A twitter conversation recently based around this poll.
View on Twitter.
DF = Dark Futures (Me)
VVG= Vaelin van Gogh
DF: Anyone picking “Reason and evidence” is either grossly naive or doesn’t know what morals are.
VVG: If you can agree that unnecessary suffering of conscious creatures is immoral, then reason and evidence can guide your morals from there.
DF: Reason and evidence doesn’t let you identify the axioms of morality. That’s what I’m answering. Reason does let you refine it though.
VVG: That’s why I stated my premise.
DF: But we’re talking about identifying moral facts/axioms here. Evidence has no bearing on them, because evidence only tells us what is.
VVG: Not denying Hume’s is/ought problem completely, but if you discard superstition and accept my basic premise then many moral axioms follow.
DF: But there’s no reason to accept your premise.
VVG: Really? Not easy to construct any moral framework without it. All arguments must begin with fundamental unproven premises.
DF: All arguments must begin with fundamentals, true. What you proposed is not a fundamental.
VVG: Well it’s not Descartes, but it’s quite basic to any moral framework.
DF: Depends where you look, it certainly wasn’t the case for much of history. Of course, tribes/groups tended to define only themselves as human. So no, saying it’s ‘quite basic’ to any moral framework is not true.
VVG: Exactly. Even tribes with superstition-based morality (mostly) were guided by that premise relative to their understanding of reality.
DF: Are you intentionally misunderstanding me?
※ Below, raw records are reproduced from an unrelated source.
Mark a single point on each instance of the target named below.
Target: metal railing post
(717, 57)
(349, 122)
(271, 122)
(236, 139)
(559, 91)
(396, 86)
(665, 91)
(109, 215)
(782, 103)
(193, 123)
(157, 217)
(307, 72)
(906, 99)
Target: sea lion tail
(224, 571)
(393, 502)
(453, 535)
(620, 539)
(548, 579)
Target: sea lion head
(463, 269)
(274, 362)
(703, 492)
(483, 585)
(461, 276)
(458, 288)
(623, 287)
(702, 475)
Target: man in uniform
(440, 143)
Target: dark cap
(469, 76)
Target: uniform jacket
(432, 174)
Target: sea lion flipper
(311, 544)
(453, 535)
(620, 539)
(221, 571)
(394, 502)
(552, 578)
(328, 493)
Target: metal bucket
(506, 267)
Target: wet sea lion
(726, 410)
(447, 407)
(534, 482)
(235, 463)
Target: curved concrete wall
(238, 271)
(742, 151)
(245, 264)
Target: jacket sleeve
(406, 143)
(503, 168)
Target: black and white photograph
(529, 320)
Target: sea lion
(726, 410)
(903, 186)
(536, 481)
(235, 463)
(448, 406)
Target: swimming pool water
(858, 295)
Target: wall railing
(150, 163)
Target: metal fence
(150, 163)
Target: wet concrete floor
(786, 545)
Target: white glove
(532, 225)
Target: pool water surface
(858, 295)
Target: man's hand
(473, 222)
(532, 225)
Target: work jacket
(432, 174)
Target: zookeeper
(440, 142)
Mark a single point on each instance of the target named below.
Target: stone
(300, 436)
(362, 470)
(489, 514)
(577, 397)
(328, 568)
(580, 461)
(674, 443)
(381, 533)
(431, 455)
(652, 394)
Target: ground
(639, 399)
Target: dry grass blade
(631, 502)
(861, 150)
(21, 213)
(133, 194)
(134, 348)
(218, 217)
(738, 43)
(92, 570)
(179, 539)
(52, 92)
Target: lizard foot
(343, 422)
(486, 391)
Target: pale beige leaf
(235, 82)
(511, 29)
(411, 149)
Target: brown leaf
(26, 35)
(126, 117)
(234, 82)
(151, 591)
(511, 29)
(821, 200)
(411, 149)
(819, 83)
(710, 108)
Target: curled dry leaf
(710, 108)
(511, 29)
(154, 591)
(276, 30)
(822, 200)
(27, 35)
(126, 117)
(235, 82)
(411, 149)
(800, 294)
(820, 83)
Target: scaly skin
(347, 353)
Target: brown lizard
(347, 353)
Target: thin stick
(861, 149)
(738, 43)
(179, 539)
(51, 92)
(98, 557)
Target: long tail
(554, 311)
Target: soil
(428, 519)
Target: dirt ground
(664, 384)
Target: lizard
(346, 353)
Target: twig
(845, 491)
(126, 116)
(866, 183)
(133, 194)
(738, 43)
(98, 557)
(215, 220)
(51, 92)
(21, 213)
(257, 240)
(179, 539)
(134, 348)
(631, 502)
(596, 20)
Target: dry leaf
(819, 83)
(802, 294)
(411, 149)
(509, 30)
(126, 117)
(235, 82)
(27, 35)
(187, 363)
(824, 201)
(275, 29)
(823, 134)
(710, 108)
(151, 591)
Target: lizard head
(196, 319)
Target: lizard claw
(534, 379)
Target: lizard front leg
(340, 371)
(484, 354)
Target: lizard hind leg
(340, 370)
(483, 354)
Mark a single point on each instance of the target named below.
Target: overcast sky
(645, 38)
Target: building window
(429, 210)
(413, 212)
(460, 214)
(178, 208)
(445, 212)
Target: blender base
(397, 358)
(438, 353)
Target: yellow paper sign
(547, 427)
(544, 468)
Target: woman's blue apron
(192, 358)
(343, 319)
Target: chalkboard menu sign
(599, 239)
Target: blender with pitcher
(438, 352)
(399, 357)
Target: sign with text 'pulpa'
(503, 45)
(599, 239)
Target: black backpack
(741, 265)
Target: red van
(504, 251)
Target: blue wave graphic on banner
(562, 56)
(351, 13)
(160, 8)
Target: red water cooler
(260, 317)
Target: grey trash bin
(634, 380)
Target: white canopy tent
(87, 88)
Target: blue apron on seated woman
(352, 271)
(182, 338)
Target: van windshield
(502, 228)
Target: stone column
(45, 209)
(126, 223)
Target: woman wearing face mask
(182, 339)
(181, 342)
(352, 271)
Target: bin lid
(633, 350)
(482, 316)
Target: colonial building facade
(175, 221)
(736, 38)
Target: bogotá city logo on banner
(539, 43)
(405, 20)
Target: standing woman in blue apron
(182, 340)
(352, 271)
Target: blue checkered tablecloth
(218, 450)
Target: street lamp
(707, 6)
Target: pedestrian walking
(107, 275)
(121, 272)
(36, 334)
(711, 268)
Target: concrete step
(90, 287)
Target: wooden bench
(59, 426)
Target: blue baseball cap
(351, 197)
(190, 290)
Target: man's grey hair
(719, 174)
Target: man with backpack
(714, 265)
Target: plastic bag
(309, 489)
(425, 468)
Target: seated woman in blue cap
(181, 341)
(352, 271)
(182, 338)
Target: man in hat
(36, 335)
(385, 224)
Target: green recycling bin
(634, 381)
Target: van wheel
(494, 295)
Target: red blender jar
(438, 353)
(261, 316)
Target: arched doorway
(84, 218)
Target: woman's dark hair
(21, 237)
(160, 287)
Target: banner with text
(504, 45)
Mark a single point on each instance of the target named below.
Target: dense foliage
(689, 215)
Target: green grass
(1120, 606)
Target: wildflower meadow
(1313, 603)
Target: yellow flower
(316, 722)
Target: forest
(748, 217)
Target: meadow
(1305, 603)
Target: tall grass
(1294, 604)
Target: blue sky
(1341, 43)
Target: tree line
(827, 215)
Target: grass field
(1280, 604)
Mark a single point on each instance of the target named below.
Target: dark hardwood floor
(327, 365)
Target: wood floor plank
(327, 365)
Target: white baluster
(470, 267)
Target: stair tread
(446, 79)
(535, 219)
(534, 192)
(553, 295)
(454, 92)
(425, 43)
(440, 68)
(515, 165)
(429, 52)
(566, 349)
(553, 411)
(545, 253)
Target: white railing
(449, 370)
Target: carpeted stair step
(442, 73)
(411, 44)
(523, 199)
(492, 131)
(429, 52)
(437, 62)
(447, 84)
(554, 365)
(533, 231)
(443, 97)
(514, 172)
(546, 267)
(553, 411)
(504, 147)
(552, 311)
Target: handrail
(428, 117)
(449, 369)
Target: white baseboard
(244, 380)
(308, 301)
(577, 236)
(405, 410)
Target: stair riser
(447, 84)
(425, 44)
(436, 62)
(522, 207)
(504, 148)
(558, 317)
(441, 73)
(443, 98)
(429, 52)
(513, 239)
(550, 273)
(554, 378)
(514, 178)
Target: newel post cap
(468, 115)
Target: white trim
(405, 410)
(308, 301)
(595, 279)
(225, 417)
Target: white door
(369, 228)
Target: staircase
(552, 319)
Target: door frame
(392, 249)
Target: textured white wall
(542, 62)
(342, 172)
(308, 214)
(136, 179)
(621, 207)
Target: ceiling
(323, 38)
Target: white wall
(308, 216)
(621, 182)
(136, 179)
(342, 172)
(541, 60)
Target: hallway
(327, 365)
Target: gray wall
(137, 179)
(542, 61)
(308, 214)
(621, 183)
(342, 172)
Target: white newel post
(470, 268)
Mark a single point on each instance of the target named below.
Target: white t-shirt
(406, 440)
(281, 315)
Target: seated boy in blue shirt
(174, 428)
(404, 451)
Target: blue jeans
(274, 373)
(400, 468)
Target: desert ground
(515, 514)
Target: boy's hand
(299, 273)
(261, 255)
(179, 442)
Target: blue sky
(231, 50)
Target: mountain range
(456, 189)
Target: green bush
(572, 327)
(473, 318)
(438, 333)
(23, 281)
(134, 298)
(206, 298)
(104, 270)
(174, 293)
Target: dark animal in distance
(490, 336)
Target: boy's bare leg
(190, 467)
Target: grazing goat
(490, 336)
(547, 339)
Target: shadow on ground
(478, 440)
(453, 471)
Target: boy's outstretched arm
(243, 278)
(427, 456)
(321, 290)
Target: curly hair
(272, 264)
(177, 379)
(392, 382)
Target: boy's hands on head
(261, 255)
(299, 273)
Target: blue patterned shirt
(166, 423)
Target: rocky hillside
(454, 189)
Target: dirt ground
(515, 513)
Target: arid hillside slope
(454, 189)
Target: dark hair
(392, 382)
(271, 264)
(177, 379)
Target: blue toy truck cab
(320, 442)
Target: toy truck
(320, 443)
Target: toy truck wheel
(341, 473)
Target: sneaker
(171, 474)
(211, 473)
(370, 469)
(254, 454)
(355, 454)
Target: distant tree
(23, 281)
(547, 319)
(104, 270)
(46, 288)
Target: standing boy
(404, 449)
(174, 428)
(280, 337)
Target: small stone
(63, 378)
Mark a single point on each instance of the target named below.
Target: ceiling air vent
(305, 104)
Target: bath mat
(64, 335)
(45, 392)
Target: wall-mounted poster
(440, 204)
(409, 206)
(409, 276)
They defined themselves as human, but it was obvious that others were human too, just not worthy.
VVG: No, just pointing out that even religious morality is based on avoiding unnecessary suffering of conscious creatures, as they understand it.
DF: I think you’re generalising those terms into meaninglessness.
VVG: No, how to best avoid unnecessary suffering depends on your understanding of the way reality works.
DF: Yes. It all depends on what unnecessary means. And even then. No. Also, like I said before: “We can’t even get secular academics to agree whether people are moral agents or not.”